At the time, the 2012 move was labeled reckless. Conventional Indianapolis wisdom has always dictated that moves like the one he attempted should be saved for the third turn. But just last week Sato revisited that moment as he chatted with one of the smallest contingent of writers at Indy 500 media day, reminding the tiny gathering that crosswinds that day made moves in Turn 3 nearly impossible. Then he proceeded to break the entire near win down with intricate detail, recalling how Franchitti suddenly ran a tighter line into Turn 1 when it was too late for Sato to react in any manner other the way he did.

"I tell you what, he's really cleaned up his act, so to speak. He's always been fast, but now he's fast and reliable," Mario Andretti said after the race, he of the name on Sato's car, Andretti Autosport. "I was doing an interview with Japanese TV and I said he had a realistic chance of winning, but they didn't believe me!"

Had there been more than the perpetual, small but proud number of Japanese media listening to Sato throughout May, perhaps there would have been more stories about the development of a racer now capable of learning his lessons. Instead, the F1 contingent who'd long ago forgotten Sato's seven years and one podium finish were crowded around Alonso. The IndyCar media regulars who'd long ago forgotten Sato's 2013 victory at Long Beach were ... also crowded around Alonso.

On Sunday afternoon, they were crowded around Sato.

On the surface, it might have felt a little like his teammate Alexander Rossi's victory one year ago. The reality is that it was nothing like that. Rossi won on a fuel-mileage gamble and was making only his sixth IndyCar start. Sato has been around eight seasons.

While there certainly will be another get-to-know-your-Indy-winner period on the national scene as there was with Rossi, people within the sport need no such education. See: Franchitti's hug, Tony Kanaan running the length of pit road to chase down Sato's convertible ride, and Castroneves shaking his head at a fourth win lost, and then recovering to jump out of his car to catch Sato as he rode by to greet him with a double-thumbs-up.

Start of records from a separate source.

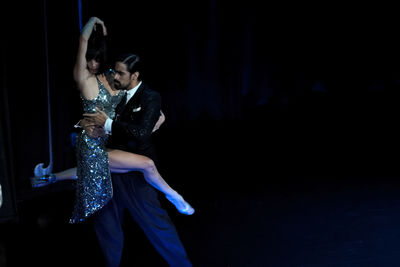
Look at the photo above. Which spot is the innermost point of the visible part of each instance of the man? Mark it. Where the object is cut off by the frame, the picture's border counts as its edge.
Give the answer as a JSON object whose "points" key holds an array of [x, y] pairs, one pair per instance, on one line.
{"points": [[131, 131]]}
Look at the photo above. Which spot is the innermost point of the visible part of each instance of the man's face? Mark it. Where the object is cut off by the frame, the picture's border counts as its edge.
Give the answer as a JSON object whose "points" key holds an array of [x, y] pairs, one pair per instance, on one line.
{"points": [[122, 78]]}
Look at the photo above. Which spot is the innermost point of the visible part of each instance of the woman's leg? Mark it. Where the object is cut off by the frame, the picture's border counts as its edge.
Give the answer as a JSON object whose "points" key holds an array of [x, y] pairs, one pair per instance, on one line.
{"points": [[122, 161]]}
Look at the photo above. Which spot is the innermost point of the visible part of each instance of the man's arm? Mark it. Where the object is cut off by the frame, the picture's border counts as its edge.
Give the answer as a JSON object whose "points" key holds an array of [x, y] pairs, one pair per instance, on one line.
{"points": [[151, 120]]}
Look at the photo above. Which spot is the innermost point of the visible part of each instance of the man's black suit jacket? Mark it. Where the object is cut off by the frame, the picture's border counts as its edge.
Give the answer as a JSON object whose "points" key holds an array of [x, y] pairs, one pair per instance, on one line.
{"points": [[134, 122]]}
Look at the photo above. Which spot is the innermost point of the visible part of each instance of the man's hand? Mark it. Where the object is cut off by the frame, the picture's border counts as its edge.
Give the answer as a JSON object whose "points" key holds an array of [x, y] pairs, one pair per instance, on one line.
{"points": [[160, 121], [91, 130], [95, 119]]}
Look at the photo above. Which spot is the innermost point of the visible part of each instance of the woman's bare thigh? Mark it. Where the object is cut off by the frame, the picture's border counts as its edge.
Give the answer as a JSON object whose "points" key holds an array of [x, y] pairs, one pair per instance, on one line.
{"points": [[122, 161]]}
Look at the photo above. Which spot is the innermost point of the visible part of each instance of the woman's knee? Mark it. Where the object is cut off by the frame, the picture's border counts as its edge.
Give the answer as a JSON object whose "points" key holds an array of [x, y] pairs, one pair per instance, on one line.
{"points": [[149, 165]]}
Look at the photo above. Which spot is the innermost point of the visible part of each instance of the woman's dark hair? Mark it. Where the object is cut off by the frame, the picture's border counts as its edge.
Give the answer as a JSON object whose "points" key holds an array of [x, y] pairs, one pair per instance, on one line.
{"points": [[97, 48], [132, 63]]}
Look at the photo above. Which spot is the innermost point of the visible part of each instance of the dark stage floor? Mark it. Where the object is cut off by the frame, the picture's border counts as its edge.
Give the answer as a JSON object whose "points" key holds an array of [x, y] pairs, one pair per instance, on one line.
{"points": [[293, 221], [292, 199]]}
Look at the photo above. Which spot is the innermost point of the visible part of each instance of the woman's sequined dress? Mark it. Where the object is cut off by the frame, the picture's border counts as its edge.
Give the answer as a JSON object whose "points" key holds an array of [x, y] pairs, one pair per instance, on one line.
{"points": [[94, 187]]}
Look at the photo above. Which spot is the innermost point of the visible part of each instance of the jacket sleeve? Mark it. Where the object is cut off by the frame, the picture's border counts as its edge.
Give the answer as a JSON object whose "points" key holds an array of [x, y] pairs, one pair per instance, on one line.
{"points": [[140, 130]]}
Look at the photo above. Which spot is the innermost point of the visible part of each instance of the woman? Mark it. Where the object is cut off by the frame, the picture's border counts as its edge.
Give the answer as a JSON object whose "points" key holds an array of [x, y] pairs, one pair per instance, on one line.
{"points": [[94, 161]]}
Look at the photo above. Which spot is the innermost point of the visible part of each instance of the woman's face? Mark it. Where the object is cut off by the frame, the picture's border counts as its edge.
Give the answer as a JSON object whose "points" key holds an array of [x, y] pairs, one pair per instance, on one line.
{"points": [[93, 66]]}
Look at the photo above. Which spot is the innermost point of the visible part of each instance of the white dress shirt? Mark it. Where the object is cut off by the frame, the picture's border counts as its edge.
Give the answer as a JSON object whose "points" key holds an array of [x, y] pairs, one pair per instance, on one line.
{"points": [[129, 94]]}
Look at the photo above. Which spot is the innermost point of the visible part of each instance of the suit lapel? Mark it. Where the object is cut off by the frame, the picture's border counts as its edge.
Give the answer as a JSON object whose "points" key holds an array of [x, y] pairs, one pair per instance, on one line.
{"points": [[134, 102]]}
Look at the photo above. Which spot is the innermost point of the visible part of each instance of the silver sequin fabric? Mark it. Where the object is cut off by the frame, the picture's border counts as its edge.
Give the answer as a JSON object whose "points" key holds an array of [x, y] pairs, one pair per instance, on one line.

"I think maybe people who don't follow the sport closely don't know much about him, but those of us here all of the time, we all love him," boss Michael Andretti said. "I think the people here at Indianapolis love him. If you listen to the reception he receives during driver introductions at Indy, it's always loud. He drove for Bobby [Rahal]. He drove for A.J. [Foyt]. And now he's with us. If that doesn't make you a part of the IndyCar family, I'm not sure what could."

All due respect to Andretti, everyone is sure what could. Having your face fashioned in sterling silver and affixed to the Borg-Warner Trophy makes you more than a member of the family. It makes you royalty.

"I have dreamed of this since I was 12 years old," Sato said, white milk still dripping from the brim of his ball cap. "You know you can do it. And there are others who know you can do it. You believed and they believed, even when things were not going well. Those are the people I think of right now. The ones who believed when others did not."

Move along, motorsports experts, he's not talking about you.